Why TownHome of Philadelphia Is a Store We Adore

1616 Walnut St., Philadelphia

For Dana Bank, life is like a box of chocolates. “When I was looking for a home for my store,” says Bank, “I saw this adorable little chocolate shop. I told my broker, ‘I want something like that.’?” So when the 2008 recession swallowed the chocolatier, Bank crammed into the nook on 1616 Walnut St.


Photographs by Peter Chin


TownHome is an exquisite confection of charms, bracelets, necklaces, and earrings in every flavor. They fill 258 square feet on Philadelphia’s premier shopping street. “Yeah, it’s tiny,” Bank says with a shrug. “But it’s me. I’m always changing it up.” And in the TownHome box, you never know what you’re going to get.


Bank grew up in an upscale Philadelphia suburb and was a high school classmate of actor Bradley Cooper. She named her store after an age-old Philly ­expression: “In my childhood, whenever my parents would head into the city, they’d say, ‘I’m going ­in-town.’?” And then Bank added the word home to the name for, well, hominess. “I mean, we’re not exactly a town house,” she explains. Bank doesn’t even have a storefront: When she closes for the day, she places a tableful of business cards behind her glass door. Word of mouth does the rest. And inside TownHome, words are everywhere. The shop is ­Philadelphia’s exclusive purveyor of designer Heather B. Moore’s line of gold and sterling charms. Bank brings new meaning to signature brand: Moore etches her bracelets and pendants with hand-stamped letters, words, and even replicas of customers’ or loved ones’ autographs.


After years of doing publicity and guest relations in the city’s restaurants, Bank decided to use language a tad differently. “In that world I learned everyone has a story,” she says. “So I wanted my store to tell it.” Moore’s typed wonders hang beside the ­customized nameplates and monograms of Jennifer Zeuner, who works in silver and gold vermeil. “TownHome is all about the personalization of luxury,” Bank says, “whether the luxury costs $100 or…” She pauses. “More.”


Yet in this store, less is more. Bank’s office, hidden behind the back wall, measures 3 feet by 10 feet. She doesn’t even have space for a restroom. “But that just increases the intimacy of the experience,” Bank says. Still, she knew she had to tuck in a refrigerator, which doubles as a countertop from which she serves water and wine. “It’s the hostess in me,” she says. A client can sip in the store’s one chair—made of glittery Lucite—and eye the 18k gold and sterling bracelets of Jeanine Payer, a San Francisco designer who also specializes in literary and personalized engravings. Adds Bank, “She grew up loving tiny dollhouses.” Surprised?

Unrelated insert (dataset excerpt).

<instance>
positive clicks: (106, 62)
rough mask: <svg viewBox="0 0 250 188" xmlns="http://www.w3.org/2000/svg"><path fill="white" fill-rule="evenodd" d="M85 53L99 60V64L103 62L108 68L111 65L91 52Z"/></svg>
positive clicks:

Despite the store’s finery, Bank herself dresses down. “It’s jeans for me, always,” she says. “And always a bit of gold on me somewhere.” She hates clutter (at TownHome, it’s not an option) and wants shoppers to feel at home, not overwhelmed. “I am an odd bird in the industry,” she says. Bank didn’t study design in school; she’s not an artiste. “I’m all about the hospitality,” Bank adds. After a decade in guest relations, she wanted a different type of guest. “I didn’t necessarily choose jewelry,” she says. “It was jewelry that chose me.”